Colbert’s condemnation of Antifa’s attack on Tucker Carlson’s home notwithstanding, there has been a cultural reluctance to condemn Antifa’s political violence and tactics.


In 2017, following the tragic events in Charlottesville, which involved a showdown between white supremacists and Antifa members, former Republican presidential candidate Mitt Romney said it was wrong to equate fascists and anti-fascists.


“No, not the same,” Romney tweeted. “One side is racist, bigoted, Nazi. The other opposes racism and bigotry. Morally different universes.”



Romney expressed a common belief, but Antifa is hardly the polar opposite of fascism. An examination of Antifa and the fascists of the 1920s and 1930s reveals striking similarities.


Many historians and political writers describe fascism as a right-wing movement, and the claim has an element of truth to it. When Mussolini and his syndicalist friends created the Fasci di Combattimento, it’s true they embraced Italian nationalism. Yet the party also called for the seizure of church lands, the confiscation of finance capital, and the abolition of the Italian monarchy and Senate.


In fact, Mussolini was an ardent Marxist for years. The son of a socialist-anarchist craftsman, he was well-versed in the works of Karl Marx, whom he praised as “a magnificent philosopher of working-class violence.” The extent to which Mussolini’s fascists simply copied their socialist predecessors has often been overlooked.

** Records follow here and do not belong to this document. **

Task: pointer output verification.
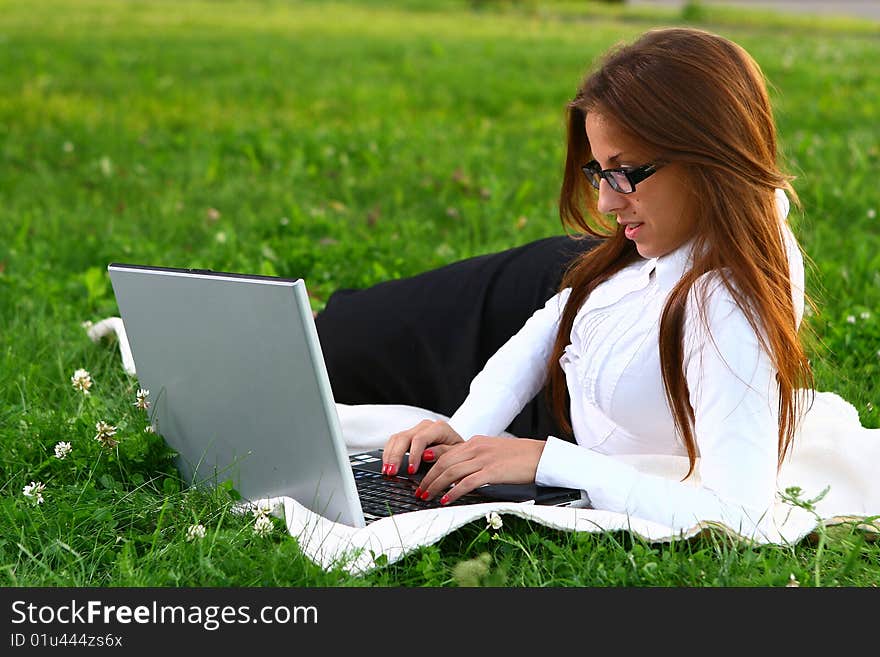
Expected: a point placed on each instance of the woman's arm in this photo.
(512, 376)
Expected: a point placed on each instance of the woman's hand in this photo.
(481, 460)
(436, 433)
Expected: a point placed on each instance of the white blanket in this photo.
(833, 454)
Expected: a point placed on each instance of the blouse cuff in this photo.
(568, 465)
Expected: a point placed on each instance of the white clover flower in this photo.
(142, 402)
(493, 520)
(105, 435)
(195, 531)
(34, 491)
(81, 380)
(261, 511)
(263, 525)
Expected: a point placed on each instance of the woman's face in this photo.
(656, 216)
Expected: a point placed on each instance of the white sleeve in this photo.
(732, 391)
(512, 376)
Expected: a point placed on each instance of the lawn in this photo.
(349, 144)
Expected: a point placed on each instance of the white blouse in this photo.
(618, 404)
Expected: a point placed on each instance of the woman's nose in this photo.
(610, 201)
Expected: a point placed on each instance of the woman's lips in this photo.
(631, 230)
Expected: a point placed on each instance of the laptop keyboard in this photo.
(382, 496)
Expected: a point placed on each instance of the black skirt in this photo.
(421, 340)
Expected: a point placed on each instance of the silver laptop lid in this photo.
(238, 383)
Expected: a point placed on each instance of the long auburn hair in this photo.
(700, 100)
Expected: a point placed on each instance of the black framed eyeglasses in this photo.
(622, 180)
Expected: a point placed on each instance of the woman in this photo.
(677, 334)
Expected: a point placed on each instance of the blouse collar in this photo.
(669, 268)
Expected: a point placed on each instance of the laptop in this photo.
(240, 391)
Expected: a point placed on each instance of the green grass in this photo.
(348, 144)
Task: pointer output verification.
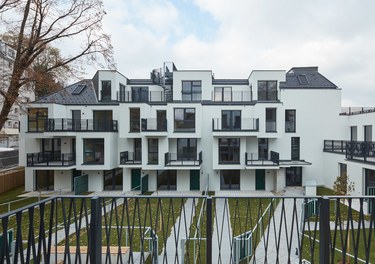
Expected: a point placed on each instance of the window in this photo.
(353, 133)
(295, 148)
(106, 90)
(230, 180)
(135, 119)
(37, 118)
(293, 176)
(368, 133)
(223, 94)
(229, 150)
(186, 149)
(270, 119)
(290, 120)
(153, 151)
(263, 148)
(184, 119)
(139, 94)
(267, 90)
(112, 179)
(93, 151)
(191, 90)
(231, 120)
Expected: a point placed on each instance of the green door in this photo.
(194, 180)
(136, 179)
(260, 180)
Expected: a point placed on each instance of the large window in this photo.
(184, 119)
(295, 148)
(191, 90)
(186, 149)
(270, 119)
(293, 176)
(113, 179)
(230, 180)
(263, 148)
(229, 150)
(223, 94)
(368, 133)
(267, 90)
(135, 119)
(93, 151)
(106, 90)
(37, 118)
(231, 120)
(153, 151)
(139, 94)
(290, 120)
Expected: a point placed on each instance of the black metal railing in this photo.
(244, 124)
(153, 125)
(235, 96)
(80, 125)
(182, 159)
(173, 229)
(127, 157)
(128, 96)
(253, 159)
(42, 159)
(353, 150)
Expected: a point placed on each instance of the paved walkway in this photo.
(180, 230)
(284, 250)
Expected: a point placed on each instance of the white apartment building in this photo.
(187, 130)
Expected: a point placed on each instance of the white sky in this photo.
(234, 37)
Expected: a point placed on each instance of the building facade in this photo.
(186, 130)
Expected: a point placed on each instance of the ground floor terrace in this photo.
(182, 180)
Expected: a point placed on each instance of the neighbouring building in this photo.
(187, 130)
(9, 134)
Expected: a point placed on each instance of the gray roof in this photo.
(306, 78)
(67, 96)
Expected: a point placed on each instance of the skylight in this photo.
(303, 79)
(79, 89)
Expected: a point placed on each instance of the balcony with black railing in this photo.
(130, 158)
(182, 159)
(254, 159)
(130, 97)
(191, 229)
(231, 96)
(363, 151)
(50, 159)
(80, 125)
(153, 125)
(240, 125)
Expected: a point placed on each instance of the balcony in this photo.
(253, 159)
(236, 96)
(244, 125)
(50, 159)
(80, 125)
(182, 159)
(127, 157)
(153, 125)
(129, 97)
(236, 228)
(363, 151)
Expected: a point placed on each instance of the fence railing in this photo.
(154, 229)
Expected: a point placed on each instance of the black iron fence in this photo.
(193, 229)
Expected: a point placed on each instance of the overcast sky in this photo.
(234, 37)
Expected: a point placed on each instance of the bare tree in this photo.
(43, 23)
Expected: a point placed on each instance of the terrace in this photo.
(225, 228)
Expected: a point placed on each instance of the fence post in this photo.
(209, 230)
(95, 232)
(324, 231)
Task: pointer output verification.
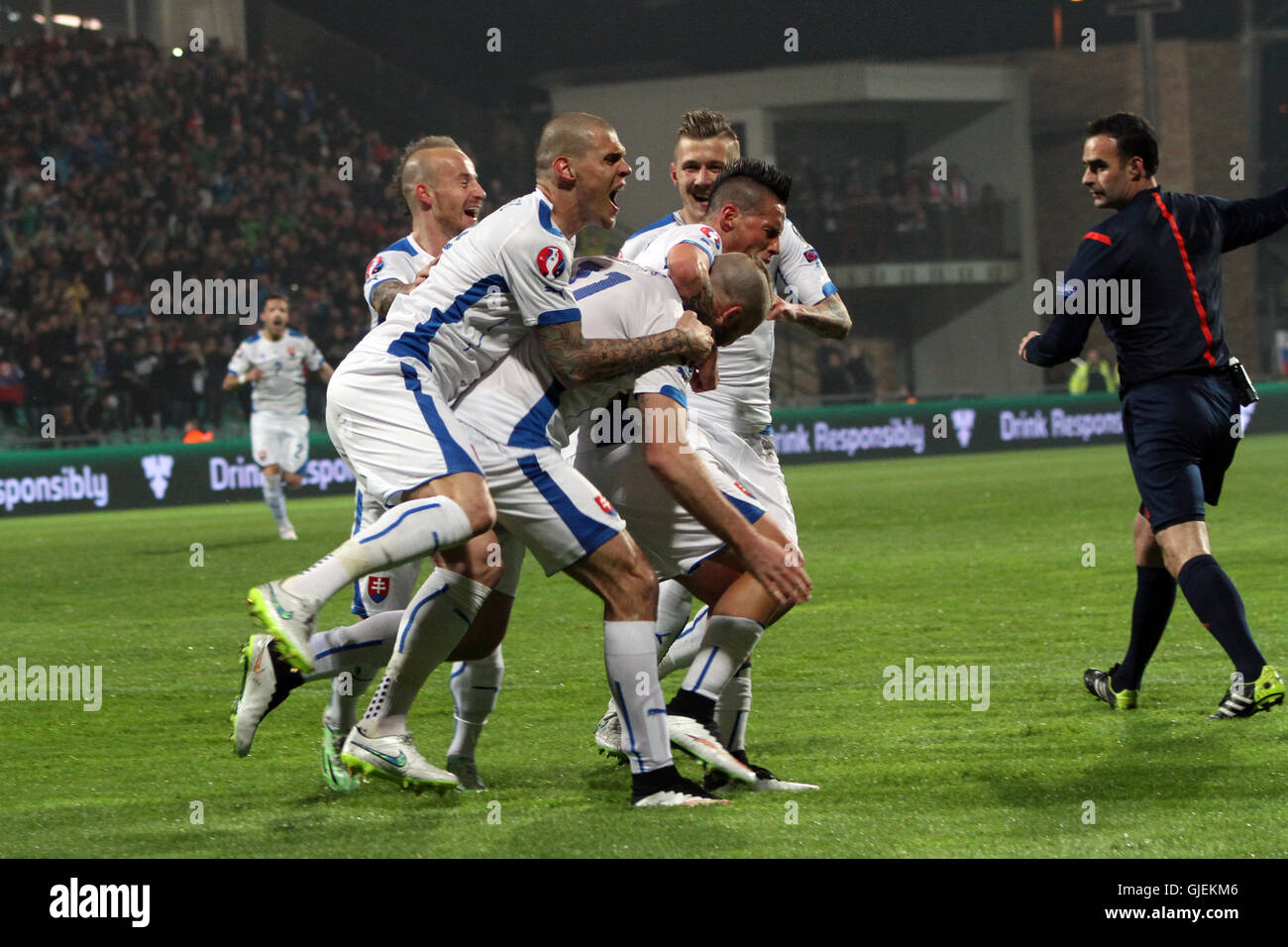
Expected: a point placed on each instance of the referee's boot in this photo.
(1100, 684)
(1245, 699)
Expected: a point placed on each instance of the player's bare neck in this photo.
(563, 209)
(428, 236)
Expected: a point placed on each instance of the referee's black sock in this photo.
(1155, 592)
(1218, 604)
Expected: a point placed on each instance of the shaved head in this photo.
(416, 165)
(743, 281)
(571, 136)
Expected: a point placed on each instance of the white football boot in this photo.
(287, 618)
(394, 758)
(697, 740)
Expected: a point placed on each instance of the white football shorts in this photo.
(544, 502)
(673, 539)
(394, 429)
(282, 440)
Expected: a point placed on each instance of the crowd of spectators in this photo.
(855, 217)
(844, 372)
(121, 163)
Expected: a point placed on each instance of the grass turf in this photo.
(962, 561)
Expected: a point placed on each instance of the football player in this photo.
(273, 363)
(737, 412)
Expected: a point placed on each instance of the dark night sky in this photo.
(584, 40)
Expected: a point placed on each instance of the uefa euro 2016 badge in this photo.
(550, 262)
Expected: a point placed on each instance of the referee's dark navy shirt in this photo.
(1172, 244)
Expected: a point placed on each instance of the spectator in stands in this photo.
(863, 382)
(1093, 375)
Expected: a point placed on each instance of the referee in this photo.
(1180, 394)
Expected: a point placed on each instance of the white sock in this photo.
(275, 497)
(369, 642)
(630, 657)
(433, 624)
(732, 709)
(687, 646)
(408, 531)
(476, 685)
(674, 604)
(342, 712)
(725, 648)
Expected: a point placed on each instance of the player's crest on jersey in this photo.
(550, 262)
(377, 587)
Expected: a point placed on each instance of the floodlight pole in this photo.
(1145, 38)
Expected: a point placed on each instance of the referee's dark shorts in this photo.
(1180, 434)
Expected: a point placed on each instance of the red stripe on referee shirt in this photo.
(1189, 273)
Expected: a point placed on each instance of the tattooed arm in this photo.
(690, 269)
(578, 360)
(382, 296)
(828, 318)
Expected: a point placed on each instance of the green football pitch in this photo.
(977, 561)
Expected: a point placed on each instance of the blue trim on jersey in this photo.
(544, 217)
(664, 222)
(557, 316)
(357, 608)
(430, 506)
(589, 532)
(674, 394)
(531, 431)
(415, 342)
(614, 278)
(456, 458)
(703, 248)
(750, 512)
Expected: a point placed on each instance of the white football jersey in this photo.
(281, 390)
(520, 402)
(490, 283)
(400, 262)
(741, 401)
(653, 256)
(639, 240)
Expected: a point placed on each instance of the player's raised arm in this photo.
(679, 470)
(690, 268)
(578, 360)
(827, 318)
(1247, 222)
(822, 311)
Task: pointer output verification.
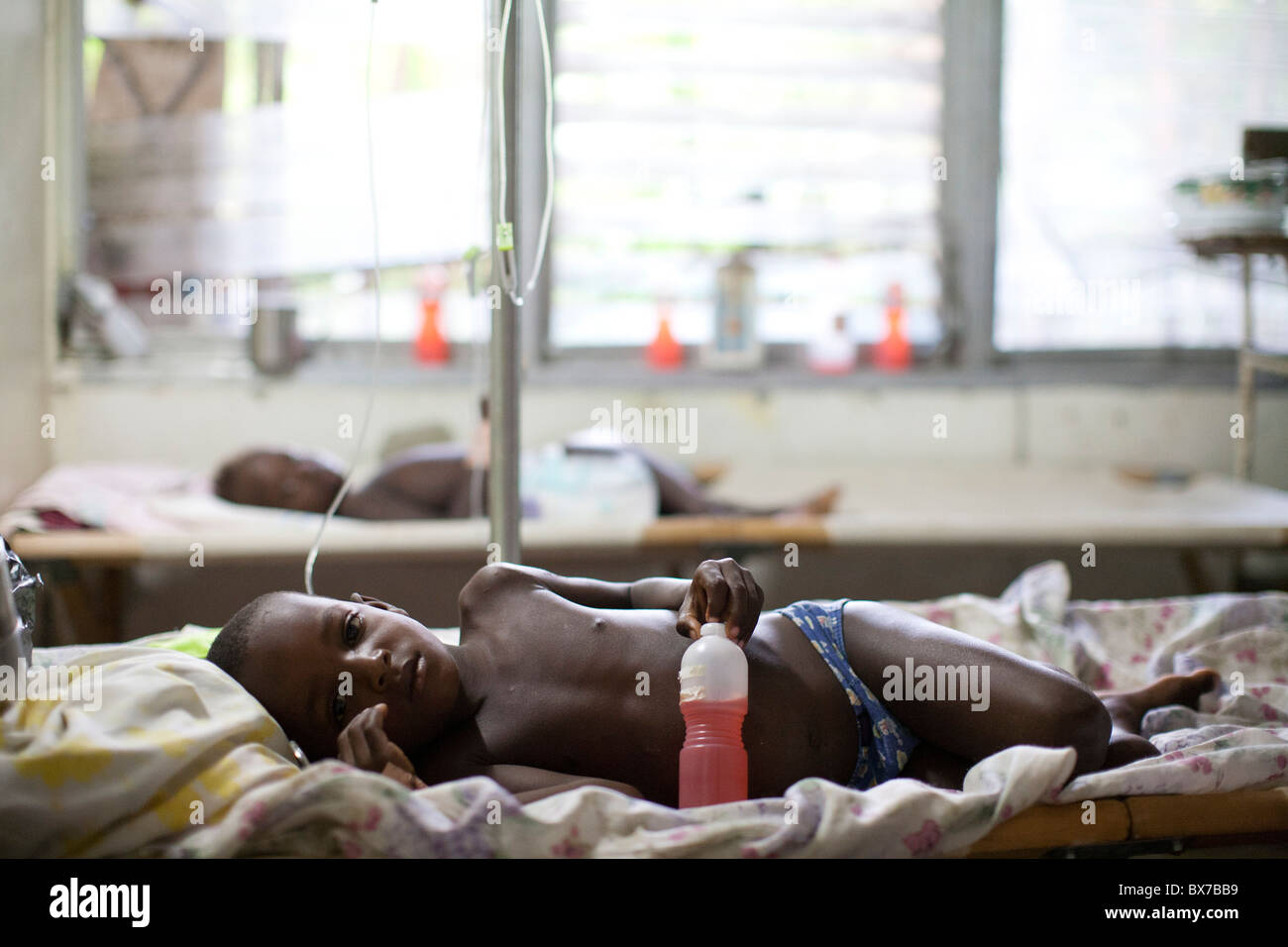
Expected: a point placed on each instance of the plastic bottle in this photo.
(713, 702)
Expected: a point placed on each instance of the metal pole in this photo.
(1247, 377)
(503, 384)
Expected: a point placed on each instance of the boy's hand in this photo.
(721, 590)
(365, 745)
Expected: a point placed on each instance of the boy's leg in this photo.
(1026, 702)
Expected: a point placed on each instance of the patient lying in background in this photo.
(542, 693)
(445, 482)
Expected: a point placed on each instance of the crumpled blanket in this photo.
(1234, 741)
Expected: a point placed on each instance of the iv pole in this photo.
(503, 377)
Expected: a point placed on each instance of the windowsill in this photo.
(352, 365)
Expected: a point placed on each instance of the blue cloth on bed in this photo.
(884, 742)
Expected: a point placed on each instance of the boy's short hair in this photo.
(228, 650)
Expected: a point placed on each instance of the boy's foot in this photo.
(708, 472)
(1127, 707)
(818, 505)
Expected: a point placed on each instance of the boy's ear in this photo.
(376, 603)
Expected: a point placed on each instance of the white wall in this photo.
(198, 424)
(26, 250)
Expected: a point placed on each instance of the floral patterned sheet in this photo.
(1234, 741)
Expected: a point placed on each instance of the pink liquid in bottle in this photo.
(712, 763)
(713, 702)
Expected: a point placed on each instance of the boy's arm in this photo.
(528, 784)
(658, 591)
(720, 590)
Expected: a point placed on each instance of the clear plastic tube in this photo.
(375, 359)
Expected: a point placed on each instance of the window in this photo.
(1106, 106)
(805, 132)
(228, 142)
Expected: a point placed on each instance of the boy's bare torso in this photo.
(593, 692)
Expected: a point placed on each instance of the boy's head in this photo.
(278, 478)
(317, 663)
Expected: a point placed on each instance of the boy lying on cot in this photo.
(544, 692)
(439, 482)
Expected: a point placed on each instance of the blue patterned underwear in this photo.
(884, 742)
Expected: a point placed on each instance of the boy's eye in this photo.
(352, 629)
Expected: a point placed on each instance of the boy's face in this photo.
(317, 663)
(286, 480)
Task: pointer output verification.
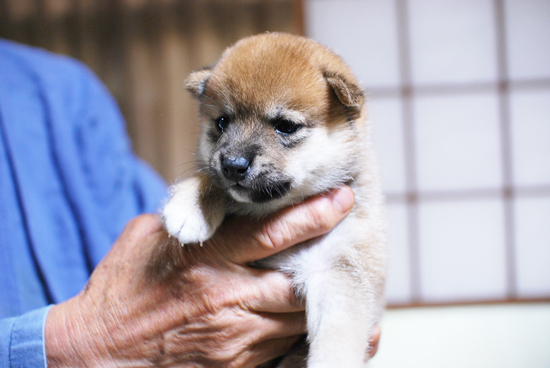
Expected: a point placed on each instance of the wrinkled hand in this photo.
(151, 302)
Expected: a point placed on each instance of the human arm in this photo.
(151, 302)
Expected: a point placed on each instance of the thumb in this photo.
(245, 241)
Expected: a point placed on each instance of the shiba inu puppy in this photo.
(283, 118)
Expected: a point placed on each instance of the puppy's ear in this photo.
(348, 93)
(196, 81)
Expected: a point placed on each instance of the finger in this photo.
(274, 293)
(289, 226)
(277, 325)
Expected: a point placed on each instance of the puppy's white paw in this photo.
(184, 217)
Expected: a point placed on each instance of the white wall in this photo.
(460, 101)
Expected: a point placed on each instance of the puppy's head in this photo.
(282, 119)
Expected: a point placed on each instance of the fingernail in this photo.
(343, 199)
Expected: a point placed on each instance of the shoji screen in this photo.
(459, 95)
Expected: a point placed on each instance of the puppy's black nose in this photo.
(235, 168)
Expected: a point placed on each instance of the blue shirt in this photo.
(69, 182)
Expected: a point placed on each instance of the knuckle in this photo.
(272, 235)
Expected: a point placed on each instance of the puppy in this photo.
(283, 118)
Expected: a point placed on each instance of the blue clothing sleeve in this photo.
(25, 347)
(69, 182)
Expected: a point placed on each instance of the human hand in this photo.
(151, 302)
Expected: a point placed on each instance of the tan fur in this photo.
(252, 102)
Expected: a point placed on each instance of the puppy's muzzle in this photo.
(235, 168)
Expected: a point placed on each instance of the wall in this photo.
(460, 101)
(143, 50)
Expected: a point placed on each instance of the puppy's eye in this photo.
(222, 122)
(286, 127)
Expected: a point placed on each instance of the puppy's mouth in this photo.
(261, 194)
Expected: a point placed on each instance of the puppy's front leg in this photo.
(340, 319)
(195, 210)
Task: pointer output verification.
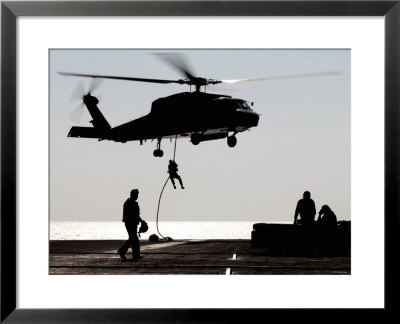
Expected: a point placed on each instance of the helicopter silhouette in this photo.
(197, 115)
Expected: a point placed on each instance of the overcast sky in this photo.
(302, 141)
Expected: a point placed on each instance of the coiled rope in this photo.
(162, 190)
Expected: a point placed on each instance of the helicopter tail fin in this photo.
(99, 122)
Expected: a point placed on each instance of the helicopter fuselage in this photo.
(188, 113)
(197, 115)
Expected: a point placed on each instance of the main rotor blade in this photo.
(95, 84)
(293, 76)
(78, 92)
(76, 115)
(119, 78)
(178, 62)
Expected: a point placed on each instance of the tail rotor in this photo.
(78, 93)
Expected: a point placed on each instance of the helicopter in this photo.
(197, 115)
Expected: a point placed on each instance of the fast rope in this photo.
(162, 190)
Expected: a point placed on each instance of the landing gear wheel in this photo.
(158, 153)
(232, 141)
(195, 139)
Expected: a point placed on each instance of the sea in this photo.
(68, 230)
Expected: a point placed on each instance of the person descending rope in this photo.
(173, 173)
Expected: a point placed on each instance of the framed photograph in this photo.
(240, 138)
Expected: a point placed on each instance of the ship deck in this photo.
(218, 257)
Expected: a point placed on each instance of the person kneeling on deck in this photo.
(131, 218)
(173, 173)
(306, 209)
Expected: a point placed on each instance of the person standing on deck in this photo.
(306, 209)
(131, 218)
(173, 173)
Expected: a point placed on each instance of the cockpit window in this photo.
(242, 104)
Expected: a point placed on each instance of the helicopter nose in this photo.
(251, 118)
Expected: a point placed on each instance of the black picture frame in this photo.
(11, 10)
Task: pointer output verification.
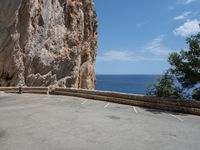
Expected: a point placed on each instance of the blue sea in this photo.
(134, 84)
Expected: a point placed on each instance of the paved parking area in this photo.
(43, 122)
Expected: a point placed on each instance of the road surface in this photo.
(44, 122)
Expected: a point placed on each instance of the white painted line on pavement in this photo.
(177, 117)
(84, 102)
(106, 105)
(135, 109)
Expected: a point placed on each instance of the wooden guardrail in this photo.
(33, 90)
(181, 106)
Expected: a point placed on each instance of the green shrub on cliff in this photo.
(183, 75)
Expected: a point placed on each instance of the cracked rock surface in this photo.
(48, 43)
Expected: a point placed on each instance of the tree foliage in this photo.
(183, 75)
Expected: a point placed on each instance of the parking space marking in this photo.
(84, 102)
(134, 108)
(177, 117)
(106, 105)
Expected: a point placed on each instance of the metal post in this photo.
(20, 89)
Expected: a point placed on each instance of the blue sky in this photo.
(136, 36)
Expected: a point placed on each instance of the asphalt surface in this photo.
(43, 122)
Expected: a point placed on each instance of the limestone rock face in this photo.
(48, 42)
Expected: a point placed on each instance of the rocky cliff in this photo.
(48, 42)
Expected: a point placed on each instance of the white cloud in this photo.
(185, 2)
(156, 46)
(115, 56)
(183, 15)
(125, 56)
(153, 51)
(188, 28)
(189, 1)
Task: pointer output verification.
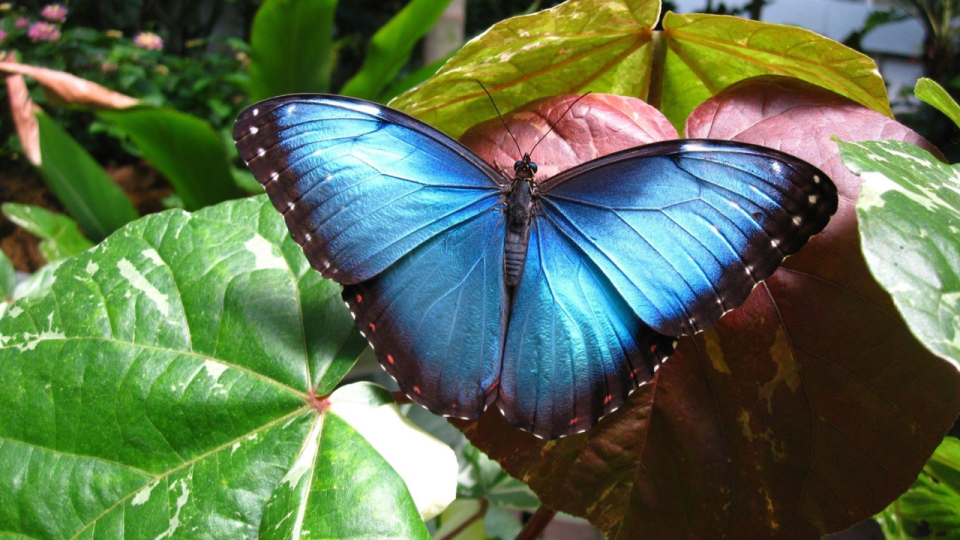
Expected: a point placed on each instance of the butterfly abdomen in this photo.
(519, 212)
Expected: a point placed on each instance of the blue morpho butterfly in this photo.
(553, 300)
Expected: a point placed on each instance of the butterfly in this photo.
(553, 300)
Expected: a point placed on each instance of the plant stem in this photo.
(659, 54)
(535, 527)
(484, 504)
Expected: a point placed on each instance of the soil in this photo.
(145, 187)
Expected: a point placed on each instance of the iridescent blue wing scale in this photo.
(410, 221)
(574, 349)
(360, 185)
(685, 229)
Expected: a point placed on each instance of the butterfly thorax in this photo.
(519, 214)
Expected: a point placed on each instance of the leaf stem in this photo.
(401, 398)
(537, 524)
(482, 511)
(657, 67)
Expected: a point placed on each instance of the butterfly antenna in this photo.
(557, 122)
(501, 117)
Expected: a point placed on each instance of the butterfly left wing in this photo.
(360, 185)
(685, 229)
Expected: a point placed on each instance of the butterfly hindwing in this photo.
(685, 229)
(574, 349)
(354, 180)
(436, 319)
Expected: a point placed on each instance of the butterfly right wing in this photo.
(359, 184)
(437, 318)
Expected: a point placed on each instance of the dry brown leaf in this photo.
(66, 88)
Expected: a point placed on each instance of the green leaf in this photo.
(167, 389)
(390, 48)
(290, 47)
(608, 46)
(184, 148)
(60, 237)
(909, 219)
(928, 91)
(37, 284)
(81, 185)
(707, 53)
(8, 277)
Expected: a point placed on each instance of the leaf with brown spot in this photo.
(827, 407)
(611, 46)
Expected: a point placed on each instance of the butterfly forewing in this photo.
(437, 318)
(353, 179)
(685, 229)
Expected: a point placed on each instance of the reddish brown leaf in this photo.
(801, 413)
(23, 110)
(66, 88)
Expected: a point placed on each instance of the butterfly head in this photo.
(525, 168)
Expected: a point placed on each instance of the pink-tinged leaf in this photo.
(623, 122)
(23, 110)
(801, 413)
(66, 88)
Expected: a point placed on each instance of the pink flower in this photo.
(54, 12)
(148, 41)
(43, 32)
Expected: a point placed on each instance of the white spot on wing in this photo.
(214, 369)
(360, 107)
(143, 495)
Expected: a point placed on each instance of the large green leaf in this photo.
(931, 507)
(168, 388)
(930, 92)
(390, 48)
(60, 237)
(81, 185)
(290, 47)
(608, 46)
(184, 148)
(909, 216)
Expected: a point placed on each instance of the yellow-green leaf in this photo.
(707, 53)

In his magnum opus Modern Times, the historian Paul Johnson explains that Mussolini was highly influenced by Kurt Eisner, who was cited several times in Mussolini’s fascist programme. Eisner’s “Bavarian fighting squads,” which inspired Mussolini’s Fasci di Combattimento, were themselves inspired by Lenin’s “men in black leather jerkins,” Johnson points out. Mussolini’s use of the term “vanguard minorities” to describe the shock troops of his revolution was almost certainly inspired by Lenin’s “vanguard fighters” (a term Lenin first used in 1903).